Na União Soviética da década de 1930, o camponês Trofim Lysenko, alçado a guru científico de Stalin, propôs a hipótese de que sementes aprenderiam a lidar com o frio se expostas a ele (de maneira análoga à ideia atribuída a Lamarck, de que o pescoço da girafa cresce porque ela se estica para alcançar árvores altas). Ele negava a genética e a evolução por seleção natural.

Por influência de Lysenko, Stalin declarou a teoria de Darwin ilegal. Na prática, sua doutrina contribuiu para uma agricultura ineficaz, que prolongou surtos de fome na URSS e na China. Fica a lição: basear políticas públicas em impressões pessoais, e não em ciência de verdade, é um jeito eficaz de jogar dinheiro no lixo, reforçar preconceitos, desacelerar a economia e piorar a qualidade de vida.

Como navegar, então por mundo em que as impressões falam mais altos que os fatos? Fazer uma pesquisa no Google é como adentrar uma sala com um milhão de vozes urrando versões contraditórias sobre um fato. Em meio à bagunça, é natural que você ouça só as vozes que reforçam suas pré-concepções: é o viés de confirmação. Quando somos bombardeados por contradições, ficamos anestesiados ao valor da verdade.
“As pessoas sentem que o ataque às suas convicções é pessoal, que sua identidade está sob ameaça”, afirma Michael P. Lynch, filósofo da Universidade de Connecticut e autor do livro In Praise of Reason (“Um elogio à razão”, sem tradução no Brasil).

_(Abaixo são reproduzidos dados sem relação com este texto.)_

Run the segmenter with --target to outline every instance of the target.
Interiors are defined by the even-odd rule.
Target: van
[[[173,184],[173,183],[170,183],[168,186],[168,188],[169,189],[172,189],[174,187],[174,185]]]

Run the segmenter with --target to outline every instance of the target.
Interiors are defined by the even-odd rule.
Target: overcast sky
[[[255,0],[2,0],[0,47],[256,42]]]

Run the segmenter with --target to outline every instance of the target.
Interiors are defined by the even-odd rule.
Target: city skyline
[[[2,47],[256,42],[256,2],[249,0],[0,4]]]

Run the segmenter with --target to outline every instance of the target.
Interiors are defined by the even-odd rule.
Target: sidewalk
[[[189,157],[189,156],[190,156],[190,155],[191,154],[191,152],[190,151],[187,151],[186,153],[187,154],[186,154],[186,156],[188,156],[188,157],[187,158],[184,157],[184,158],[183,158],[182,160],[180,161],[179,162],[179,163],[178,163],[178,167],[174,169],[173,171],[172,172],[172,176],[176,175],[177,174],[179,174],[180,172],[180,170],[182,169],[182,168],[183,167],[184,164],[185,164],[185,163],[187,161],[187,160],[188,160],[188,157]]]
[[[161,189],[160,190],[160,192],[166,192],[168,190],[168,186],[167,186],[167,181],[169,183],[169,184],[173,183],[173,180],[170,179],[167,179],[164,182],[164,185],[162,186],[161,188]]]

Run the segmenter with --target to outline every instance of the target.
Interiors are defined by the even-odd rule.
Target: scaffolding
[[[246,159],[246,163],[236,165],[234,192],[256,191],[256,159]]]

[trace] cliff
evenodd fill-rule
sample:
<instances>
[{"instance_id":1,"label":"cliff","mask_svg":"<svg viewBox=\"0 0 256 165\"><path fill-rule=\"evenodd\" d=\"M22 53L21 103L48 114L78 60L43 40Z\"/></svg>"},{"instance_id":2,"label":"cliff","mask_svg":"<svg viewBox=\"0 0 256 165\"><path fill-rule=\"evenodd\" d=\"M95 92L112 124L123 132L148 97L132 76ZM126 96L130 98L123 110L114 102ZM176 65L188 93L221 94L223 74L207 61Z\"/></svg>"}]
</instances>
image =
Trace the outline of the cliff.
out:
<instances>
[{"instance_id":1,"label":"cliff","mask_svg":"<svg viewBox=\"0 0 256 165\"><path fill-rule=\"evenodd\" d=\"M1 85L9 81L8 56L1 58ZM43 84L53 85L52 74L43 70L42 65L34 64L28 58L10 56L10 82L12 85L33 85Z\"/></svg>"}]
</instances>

O jeito mais fácil de lidar com o ruído ensurdecedor é se abraçar às suas crenças e não soltá-las mais. E a internet é ótima em personalizar nossa experiência: seus algoritmos nos enterra em bolhas onde todos pregam para os convertidos. A ciência é a melhor ferramenta para combater esse mar de incerteza, e é imprescindível entender por quê.

O método científico se baseia na noção de falseabilidade, introduzida pelo filósofo Karl Popper em 1934. Ela é simples: você começa levantando uma hipótese – por exemplo, a de que todo esquilo tem rabo. Essa hipótese só pode ser considerada válida cientificamente se for possível refutá-la – isto é, se for possível encontrar um esquilo que não tenha rabo. Sabemos que isso é possível; basta procurar um.